Regresamos a la joyería y, casi a la hora de comer, vi que en la puerta estaba mi padre. Venía sonriendo y, al verme detrás del mostrador, me preguntó bromeando si era yo el dependiente.
– Quería una medalla para regalar a una hermosa mujer -murmuró, al tiempo que retrocedía unos pasos. Allí estaba mi madre, como una criatura inesperada, salida del bosque.
El tío me dijo dónde estaban las medallas y yo puse el expositor ante ella para que escogiera. Se decidió por una de la Virgen. Estaba con el Niño Jesús, que se abrazaba muy serio a su cuello, y me besó cuando se la tendí. Luego, nos fuimos los tres juntos a comer. Mi padre y mi madre hablaban y reían y no parecía haber pasado nada entre ellos.
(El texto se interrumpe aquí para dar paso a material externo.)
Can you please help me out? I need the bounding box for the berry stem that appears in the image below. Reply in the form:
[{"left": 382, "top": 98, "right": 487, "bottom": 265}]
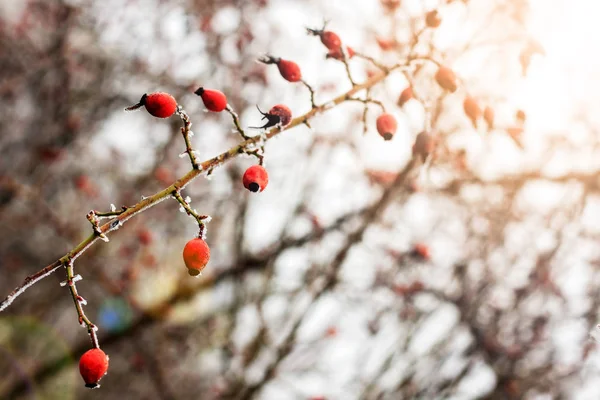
[
  {"left": 0, "top": 49, "right": 434, "bottom": 311},
  {"left": 173, "top": 189, "right": 208, "bottom": 236},
  {"left": 300, "top": 79, "right": 317, "bottom": 108},
  {"left": 176, "top": 106, "right": 200, "bottom": 170},
  {"left": 65, "top": 260, "right": 100, "bottom": 349},
  {"left": 225, "top": 104, "right": 250, "bottom": 140}
]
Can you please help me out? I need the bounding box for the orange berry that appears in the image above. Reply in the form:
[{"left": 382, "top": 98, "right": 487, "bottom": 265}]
[
  {"left": 435, "top": 66, "right": 458, "bottom": 93},
  {"left": 463, "top": 96, "right": 481, "bottom": 127},
  {"left": 79, "top": 349, "right": 108, "bottom": 389},
  {"left": 483, "top": 106, "right": 494, "bottom": 129},
  {"left": 183, "top": 238, "right": 210, "bottom": 276},
  {"left": 377, "top": 114, "right": 398, "bottom": 140},
  {"left": 412, "top": 243, "right": 431, "bottom": 260},
  {"left": 259, "top": 55, "right": 302, "bottom": 82},
  {"left": 425, "top": 10, "right": 442, "bottom": 28},
  {"left": 242, "top": 165, "right": 269, "bottom": 193}
]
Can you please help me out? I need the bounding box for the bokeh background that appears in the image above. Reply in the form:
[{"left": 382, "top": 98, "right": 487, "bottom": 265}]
[{"left": 0, "top": 0, "right": 600, "bottom": 400}]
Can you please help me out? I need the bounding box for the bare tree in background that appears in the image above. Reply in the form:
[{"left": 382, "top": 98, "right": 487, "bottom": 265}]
[{"left": 0, "top": 0, "right": 600, "bottom": 400}]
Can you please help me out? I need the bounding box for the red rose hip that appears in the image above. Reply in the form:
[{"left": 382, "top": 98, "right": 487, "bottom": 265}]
[
  {"left": 79, "top": 349, "right": 108, "bottom": 389},
  {"left": 377, "top": 114, "right": 398, "bottom": 140},
  {"left": 242, "top": 165, "right": 269, "bottom": 193},
  {"left": 125, "top": 92, "right": 177, "bottom": 118},
  {"left": 183, "top": 238, "right": 210, "bottom": 276},
  {"left": 194, "top": 87, "right": 227, "bottom": 112}
]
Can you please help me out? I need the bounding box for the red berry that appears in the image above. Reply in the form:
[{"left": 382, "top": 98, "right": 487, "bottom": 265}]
[
  {"left": 398, "top": 86, "right": 414, "bottom": 107},
  {"left": 183, "top": 238, "right": 210, "bottom": 276},
  {"left": 259, "top": 55, "right": 302, "bottom": 82},
  {"left": 425, "top": 10, "right": 442, "bottom": 28},
  {"left": 79, "top": 349, "right": 108, "bottom": 389},
  {"left": 377, "top": 114, "right": 398, "bottom": 140},
  {"left": 125, "top": 92, "right": 177, "bottom": 118},
  {"left": 194, "top": 87, "right": 227, "bottom": 112},
  {"left": 435, "top": 66, "right": 458, "bottom": 93},
  {"left": 483, "top": 106, "right": 494, "bottom": 129},
  {"left": 320, "top": 31, "right": 342, "bottom": 50},
  {"left": 463, "top": 96, "right": 481, "bottom": 127},
  {"left": 242, "top": 165, "right": 269, "bottom": 192},
  {"left": 306, "top": 28, "right": 342, "bottom": 51}
]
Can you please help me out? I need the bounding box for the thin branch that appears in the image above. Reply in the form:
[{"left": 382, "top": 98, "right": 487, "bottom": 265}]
[
  {"left": 300, "top": 79, "right": 318, "bottom": 108},
  {"left": 177, "top": 106, "right": 199, "bottom": 170},
  {"left": 0, "top": 65, "right": 398, "bottom": 311},
  {"left": 173, "top": 190, "right": 210, "bottom": 238},
  {"left": 61, "top": 261, "right": 100, "bottom": 349},
  {"left": 225, "top": 104, "right": 250, "bottom": 140}
]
Al terminar, regresamos a casa de los tíos para despedirnos. Mi madre vino conmigo a recoger mis cosas y yo le entregué la carta sin abrir.
– Lo siento -me dijo, mientras se la guardaba bajo la blusa-, lo siento mucho, de verdad. Nunca volverá a suceder, te lo prometo.
Unos años después, a mi regreso a Valladolid, una mañana mi madre y yo salimos a pasear por el parque. Era muy temprano y una niebla difusa envolvía los paseos y el pequeño palomar. El primer sol doraba delicadamente las cosas. Los jardineros habían puesto pintura blanca sobre los árboles que tenían que podar. Estuvimos recordando aquel viaje a Madrid, del que nunca habíamos vuelto a hablar. Y me confesó, con la mayor naturalidad, que había querido dejar a mi padre. Pensó en irse a Mallorca, donde una antigua compañera le había ofrecido un trabajo. Cuando estuviera asentada, volvería en mi busca. Pero en el último momento renunció a su plan.
– Ya sabes, no puedo olvidar -añadió-, soy como las pobres elefantas.
Nada quedaba atrás, todo regresaba a nosotros. El don de la vida era el don del pasado. ¿Era un don o un castigo? Sonrió con una tristeza dulce, como si un sol tibio iluminase de improviso zonas oscuras de su alma, mohosas por la sombra de los años.